The benefits of insurance extend to brokers themselves as well as their clients. One broker with TD Evergreen in Toronto estimates that he derives 60% of his new business from clients seeking insurance-related products. “We’re talking the full gamut, from seg funds to wills and term insurance.”
Another broker, with Goepel McDermid in Vancouver, says he just obtained his licence to sell insurance and already generates 30% of his business from insurance-related products. And a broker with ScotiaMcLeod Inc. in Toronto says he has made $15,000 from just three insurance-related sales. “The payout is disproportionately high,” he says.
Even within the same firm, brokers offer divergent opinions about selling insurance products. Other brokers at Goepel McDermid say insurance has made little or no difference to their business. “I do have an insurance licence,” says a rep in Toronto, “but I hardly do any business – maybe 4%.”

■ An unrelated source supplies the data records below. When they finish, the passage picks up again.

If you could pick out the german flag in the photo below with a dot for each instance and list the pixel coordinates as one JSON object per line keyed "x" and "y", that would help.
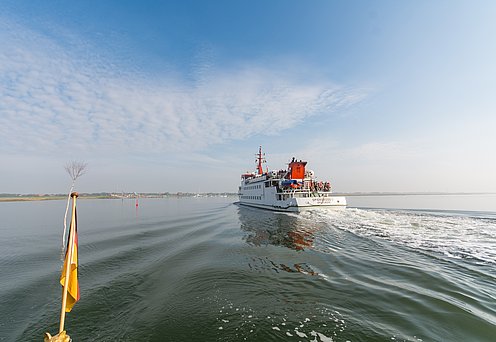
{"x": 73, "y": 286}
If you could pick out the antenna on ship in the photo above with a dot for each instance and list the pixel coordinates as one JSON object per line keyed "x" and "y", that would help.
{"x": 260, "y": 159}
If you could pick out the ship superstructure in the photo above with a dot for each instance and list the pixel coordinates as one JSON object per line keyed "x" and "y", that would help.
{"x": 286, "y": 190}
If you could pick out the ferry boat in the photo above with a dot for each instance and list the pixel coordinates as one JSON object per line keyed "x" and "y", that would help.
{"x": 286, "y": 190}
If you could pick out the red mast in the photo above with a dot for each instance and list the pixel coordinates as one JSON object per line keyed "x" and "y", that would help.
{"x": 260, "y": 159}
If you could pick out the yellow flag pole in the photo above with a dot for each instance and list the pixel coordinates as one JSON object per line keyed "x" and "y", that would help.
{"x": 72, "y": 230}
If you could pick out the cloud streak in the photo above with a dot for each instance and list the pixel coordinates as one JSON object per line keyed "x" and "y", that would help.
{"x": 55, "y": 99}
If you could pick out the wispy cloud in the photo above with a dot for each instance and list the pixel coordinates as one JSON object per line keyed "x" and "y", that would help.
{"x": 54, "y": 98}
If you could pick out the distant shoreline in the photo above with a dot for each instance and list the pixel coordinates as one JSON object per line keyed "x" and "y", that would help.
{"x": 54, "y": 197}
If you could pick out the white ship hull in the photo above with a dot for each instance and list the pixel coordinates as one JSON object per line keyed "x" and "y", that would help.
{"x": 260, "y": 194}
{"x": 293, "y": 189}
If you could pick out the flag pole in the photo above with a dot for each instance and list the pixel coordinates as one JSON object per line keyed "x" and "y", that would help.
{"x": 72, "y": 230}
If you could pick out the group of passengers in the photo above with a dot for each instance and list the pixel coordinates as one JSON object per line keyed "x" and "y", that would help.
{"x": 320, "y": 186}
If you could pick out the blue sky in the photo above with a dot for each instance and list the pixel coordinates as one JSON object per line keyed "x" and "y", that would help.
{"x": 177, "y": 96}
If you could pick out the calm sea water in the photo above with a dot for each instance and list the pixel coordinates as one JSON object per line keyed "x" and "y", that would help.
{"x": 401, "y": 268}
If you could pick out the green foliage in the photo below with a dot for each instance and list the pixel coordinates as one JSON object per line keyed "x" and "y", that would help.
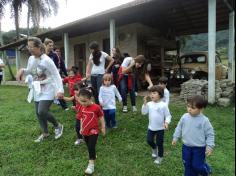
{"x": 123, "y": 152}
{"x": 10, "y": 36}
{"x": 199, "y": 42}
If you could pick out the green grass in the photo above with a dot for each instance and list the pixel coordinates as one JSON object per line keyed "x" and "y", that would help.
{"x": 7, "y": 74}
{"x": 123, "y": 152}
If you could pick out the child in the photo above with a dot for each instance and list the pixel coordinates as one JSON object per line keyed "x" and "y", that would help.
{"x": 163, "y": 83}
{"x": 77, "y": 108}
{"x": 107, "y": 99}
{"x": 197, "y": 135}
{"x": 159, "y": 119}
{"x": 73, "y": 77}
{"x": 91, "y": 113}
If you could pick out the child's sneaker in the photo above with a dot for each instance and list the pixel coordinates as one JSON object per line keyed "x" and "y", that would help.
{"x": 79, "y": 141}
{"x": 134, "y": 109}
{"x": 41, "y": 138}
{"x": 90, "y": 169}
{"x": 58, "y": 131}
{"x": 125, "y": 109}
{"x": 158, "y": 160}
{"x": 154, "y": 153}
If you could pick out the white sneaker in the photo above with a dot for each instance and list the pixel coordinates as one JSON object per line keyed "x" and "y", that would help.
{"x": 90, "y": 169}
{"x": 40, "y": 138}
{"x": 125, "y": 109}
{"x": 154, "y": 153}
{"x": 79, "y": 141}
{"x": 158, "y": 160}
{"x": 59, "y": 131}
{"x": 134, "y": 109}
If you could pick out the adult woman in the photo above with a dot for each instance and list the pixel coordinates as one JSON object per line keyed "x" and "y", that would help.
{"x": 96, "y": 67}
{"x": 44, "y": 90}
{"x": 118, "y": 58}
{"x": 49, "y": 45}
{"x": 127, "y": 72}
{"x": 2, "y": 65}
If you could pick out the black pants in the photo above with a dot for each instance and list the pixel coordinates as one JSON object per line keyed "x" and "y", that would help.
{"x": 77, "y": 129}
{"x": 91, "y": 142}
{"x": 158, "y": 143}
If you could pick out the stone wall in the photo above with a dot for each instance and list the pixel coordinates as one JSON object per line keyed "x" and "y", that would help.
{"x": 225, "y": 90}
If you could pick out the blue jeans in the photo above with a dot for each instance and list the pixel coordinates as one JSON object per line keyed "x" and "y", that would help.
{"x": 194, "y": 161}
{"x": 96, "y": 81}
{"x": 124, "y": 90}
{"x": 156, "y": 139}
{"x": 110, "y": 117}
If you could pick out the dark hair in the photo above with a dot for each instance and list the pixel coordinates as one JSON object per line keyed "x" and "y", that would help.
{"x": 197, "y": 101}
{"x": 96, "y": 53}
{"x": 80, "y": 85}
{"x": 158, "y": 89}
{"x": 126, "y": 55}
{"x": 37, "y": 43}
{"x": 163, "y": 80}
{"x": 85, "y": 92}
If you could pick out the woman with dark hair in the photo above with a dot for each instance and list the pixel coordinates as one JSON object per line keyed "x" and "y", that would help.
{"x": 44, "y": 92}
{"x": 96, "y": 67}
{"x": 118, "y": 59}
{"x": 130, "y": 68}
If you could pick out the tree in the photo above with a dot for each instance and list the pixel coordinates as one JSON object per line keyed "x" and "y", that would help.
{"x": 40, "y": 8}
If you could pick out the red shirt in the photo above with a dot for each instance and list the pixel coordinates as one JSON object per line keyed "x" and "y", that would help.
{"x": 71, "y": 80}
{"x": 90, "y": 119}
{"x": 78, "y": 108}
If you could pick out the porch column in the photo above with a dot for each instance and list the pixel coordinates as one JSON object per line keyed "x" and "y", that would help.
{"x": 112, "y": 34}
{"x": 66, "y": 48}
{"x": 211, "y": 49}
{"x": 17, "y": 59}
{"x": 231, "y": 56}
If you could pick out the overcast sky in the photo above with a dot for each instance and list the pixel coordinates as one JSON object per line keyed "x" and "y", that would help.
{"x": 67, "y": 12}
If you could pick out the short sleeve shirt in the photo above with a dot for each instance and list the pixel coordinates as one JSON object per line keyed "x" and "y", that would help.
{"x": 99, "y": 69}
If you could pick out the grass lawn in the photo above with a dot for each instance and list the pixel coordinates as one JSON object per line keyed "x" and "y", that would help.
{"x": 123, "y": 152}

In Western Canada, another GM rep says insurance is a nominal part of her business. “Less than 5%.” And a third GM rep in Ontario says insurance is a “negligible part of his business. I don’t even want to go there.”
In fact, many brokers regard insurance as a completely different specialty unrelated to their own business of helping their clients accumulate assets and profit from promising investment strategies. “I personally am not interested in selling insurance,” says a Canaccord Capital Corp. broker in Toronto. “In my opinion it’s a disservice to my clients to try to be everything. I am not an insurance agent, I am not an accountant and I am not a lawyer.”
Or, as a broker with Wood Gundy in Toronto says, “You don’t go to a dentist when you need a brain surgeon.”
While many brokers say they won’t sell insurance products directly, they will refer clients to an insurance specialist. Larger brokerage firms have hired specialists to provide brokers with support and to give clients a full range of financial, investment and insurance products. “We’ve placed estate-planning advisors in our branches,” says Sakkal.
Merrill Lynch provides a similar arrangement. It has 22 specialists in Merrill offices from Halifax to Vancouver. Of the 1,400 investment advisors at RBC Dominion Securities Inc., 1,100 are licenced to sell life insurance, says Ted Alexiadis, national insurance marketing consultant for DS in Toronto. As well there are 14 dedicated insurance specialists to work with brokers across the country.
Specialists relieve brokers of the challenge to educate themselves in a field that’s completely unrelated to selling investment products, says Kamphorst. “Either one is a full-time job.”